For my final project I will also need to create a microphone and other sensors, but the capacitative touch is one of them and this can be done using the step-response mechanism. I was also very impressed by the 4$ touchpad and the capacitative multitouch projects, but wanted to do something different of course.
After thinking about possible uses for capacitative sensors, I decided to go for a tiny MIDI keyboard. Actually I would not send real MIDI using the microcontroller but I can implement all the midi protocol on the PC side, just sending the notes using the serial link.
As shown in the 4$ touchpad project, the ATTiny44 has an analog multiplexer hooked to 8 pins, this is more than enough for a small one-scale keyboard, and I decided to use all of them to provide 8 notes.
The board uses 1M resistors as indicated by Neil design, and is quite large to make space for the pads. I also had to remove the VCC net from the ISP programmer, this makes the layout easier and the pin is not used anyway in my USBTinyISP, but I left the GND net. I also placed the FTDI header in the middle of the board. Even if this looks bizarre, it will work fine if I manage to solder the pins in a straight position, otherwise I could also solder cables to the four pins used and hook them to the FTDI cable.
DISCLAIMER: As described later in the page, this design is flawed, don't used it or you will have two pads not working.
Milling and stuffing the board is getting easier having done it few times. I managed to solder the FTDI header vertically without much difficulty. Of course it's less resistant than the one laying on the PCB.
As soon as I started programming the board, I realized I made a mistake in the board design. Sharing two ATTiny44 pins, used for serial communication, also for sensing two of the pads. Actually I could have easily used the other two PB0 and PB1 free pins for the serial communication and leave the two pins of PORTA for sensing. This results in two pads not working.

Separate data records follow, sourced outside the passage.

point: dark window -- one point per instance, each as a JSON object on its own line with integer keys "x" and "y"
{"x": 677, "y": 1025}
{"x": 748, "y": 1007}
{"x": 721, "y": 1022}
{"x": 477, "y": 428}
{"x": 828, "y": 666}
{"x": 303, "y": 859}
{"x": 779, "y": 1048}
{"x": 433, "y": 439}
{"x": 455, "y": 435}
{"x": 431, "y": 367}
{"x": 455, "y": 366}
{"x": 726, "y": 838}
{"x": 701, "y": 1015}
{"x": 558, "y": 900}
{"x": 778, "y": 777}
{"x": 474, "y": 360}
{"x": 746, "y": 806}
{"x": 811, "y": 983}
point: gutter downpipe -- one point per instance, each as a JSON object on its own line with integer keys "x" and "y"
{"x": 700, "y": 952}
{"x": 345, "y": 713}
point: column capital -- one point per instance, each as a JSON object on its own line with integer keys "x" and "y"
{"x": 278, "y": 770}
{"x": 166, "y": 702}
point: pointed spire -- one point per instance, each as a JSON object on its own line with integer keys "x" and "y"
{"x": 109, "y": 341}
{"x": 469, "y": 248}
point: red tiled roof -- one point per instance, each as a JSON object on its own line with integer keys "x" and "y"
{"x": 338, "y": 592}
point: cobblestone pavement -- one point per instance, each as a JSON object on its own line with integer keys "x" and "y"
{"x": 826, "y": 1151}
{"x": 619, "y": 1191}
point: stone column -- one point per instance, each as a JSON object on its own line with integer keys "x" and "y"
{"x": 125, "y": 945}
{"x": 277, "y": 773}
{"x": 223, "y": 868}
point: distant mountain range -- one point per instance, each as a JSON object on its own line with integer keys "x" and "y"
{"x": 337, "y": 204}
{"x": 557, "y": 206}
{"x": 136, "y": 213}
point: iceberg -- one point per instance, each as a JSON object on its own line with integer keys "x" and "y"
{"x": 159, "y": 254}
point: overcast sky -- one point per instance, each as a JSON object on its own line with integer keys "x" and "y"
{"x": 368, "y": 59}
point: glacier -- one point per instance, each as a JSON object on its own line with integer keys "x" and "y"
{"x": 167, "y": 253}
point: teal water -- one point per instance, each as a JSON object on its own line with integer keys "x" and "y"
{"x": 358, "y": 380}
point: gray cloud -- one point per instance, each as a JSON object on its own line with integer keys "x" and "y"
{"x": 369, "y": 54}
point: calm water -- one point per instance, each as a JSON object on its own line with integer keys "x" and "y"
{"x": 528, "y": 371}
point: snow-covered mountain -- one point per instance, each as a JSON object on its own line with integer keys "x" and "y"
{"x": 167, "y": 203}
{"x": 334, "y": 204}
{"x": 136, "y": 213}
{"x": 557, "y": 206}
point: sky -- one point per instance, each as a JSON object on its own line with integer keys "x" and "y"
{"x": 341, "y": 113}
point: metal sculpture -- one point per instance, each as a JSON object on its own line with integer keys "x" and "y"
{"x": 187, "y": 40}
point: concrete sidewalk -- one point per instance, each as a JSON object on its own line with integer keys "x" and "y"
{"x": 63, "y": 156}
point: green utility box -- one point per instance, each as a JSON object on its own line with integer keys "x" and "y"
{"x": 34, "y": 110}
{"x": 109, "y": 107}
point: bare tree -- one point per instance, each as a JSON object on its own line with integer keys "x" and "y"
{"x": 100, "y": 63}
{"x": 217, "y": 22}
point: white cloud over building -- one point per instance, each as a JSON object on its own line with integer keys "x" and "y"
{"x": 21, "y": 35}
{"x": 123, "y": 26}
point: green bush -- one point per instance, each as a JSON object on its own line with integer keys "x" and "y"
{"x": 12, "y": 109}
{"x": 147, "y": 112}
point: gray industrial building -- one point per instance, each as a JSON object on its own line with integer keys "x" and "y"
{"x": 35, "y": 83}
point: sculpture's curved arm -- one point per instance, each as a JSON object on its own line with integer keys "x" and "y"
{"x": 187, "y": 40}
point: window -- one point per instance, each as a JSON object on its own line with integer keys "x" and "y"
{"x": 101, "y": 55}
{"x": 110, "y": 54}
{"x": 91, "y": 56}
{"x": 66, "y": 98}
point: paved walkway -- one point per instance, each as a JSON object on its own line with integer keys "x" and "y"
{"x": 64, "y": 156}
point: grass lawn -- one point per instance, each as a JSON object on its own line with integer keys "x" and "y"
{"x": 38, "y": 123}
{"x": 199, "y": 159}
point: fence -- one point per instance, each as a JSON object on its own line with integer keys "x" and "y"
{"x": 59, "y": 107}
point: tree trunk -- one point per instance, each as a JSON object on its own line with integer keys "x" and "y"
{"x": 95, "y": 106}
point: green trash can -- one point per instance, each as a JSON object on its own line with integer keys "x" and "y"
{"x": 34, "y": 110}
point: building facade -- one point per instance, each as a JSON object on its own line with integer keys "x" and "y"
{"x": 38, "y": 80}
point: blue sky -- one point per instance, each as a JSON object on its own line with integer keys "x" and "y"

One solution for this could be to cut the traces going to the FTDI header and create alternative routes using wire. I plan to make an updated version of the board, maybe with a different MCU and leds. In fact I decided not to redo the same design as it conceptually works and I would like to improve it in different ways apart from fixing the two dead pads.
Back to the programming, for the microcontroller code I used a variation of the 4$ touchpad code, sending pad number and touch on/off events on the serial link.
For making something useful with these inputs, I wrote a Python script which reads these events from the serial connection and repurposes them as OSC (Open Sound Control) messages to an OSC server, using the PyOSC module. This is now the standard for electronic music controllers, and can talk to a wealth of local or remote software.
For interpreting OSC messages I used a Mac application called OSCulator. This is basically a server mapping and routing OSC messages to different targets. In my case the mapping is converting OSC messages sent by the Python script to MIDI packets delivered to the Garageband application by Apple.
This way my board can play notes on a virtual piano instrument as shown in the video below
This version replaces the old one moving the TX and RX pins to PB0 and PB1, leaving the analog inputs free for the two buttons not working in the original version.